Reputation: 868
My string:
<div class="sect1" id="s9781473910270.i101">
<div class="sect2" id="s9781473910270.i102">
<h1 class="title">1.2 Summations and Products[label*summation]</h1>
<p>text</p>
</div>
</div>
<div class="sect1" id="s9781473910270.i103">
<p>sometext [ref*summation]</p>
</div>
<div class="figure" id="s9781473910270.i220">
<div class="metadata" id="s9781473910270.i221">
</div>
<p>fig1.2 [label*somefigure]</p>
<p>sometext [ref*somefigure]</p>
</div>
Objective: 1.In the string above label*string
and ref*string
are the cross references. In the place of [ref*string]
I need to replace with a
with the atributes of class
and href
, href is the id of div
where related label*
resides. And class of a
is the class of div
a
element class and ID is their relative div
class names and ID. But if div class="metadata"

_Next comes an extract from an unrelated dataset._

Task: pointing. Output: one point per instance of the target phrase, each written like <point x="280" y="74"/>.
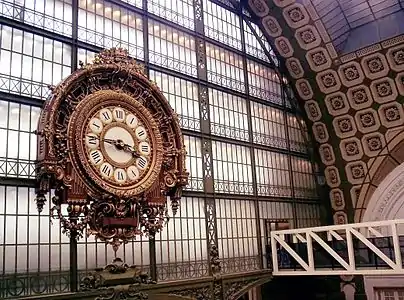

exists, need to ignore it should not take their class name and ID.Expected output:
<div class="sect1" id="s9781473910270.i101">
<div class="sect2" id="s9781473910270.i102">
<h1 class="title">1.2 Summations and Products[label*summation]</h1>
<p>text</p>
</div>
</div>
<div class="sect1" id="s9781473910270.i103">
<p>sometext <a class="section-ref" href="s9781473910270.i102">1.2</a></p>
</div>
<div class="figure" id="s9781473910270.i220">
<div class="metadata" id="s9781473910270.i221">
<p>fig1.2 [label*somefigure]</p>
</div>
<p>sometext <a class="fig-ref" href="s9781473910270.i220">fig 1.2</a></p>
</div>
How to do it in simpler way without using DOM parser?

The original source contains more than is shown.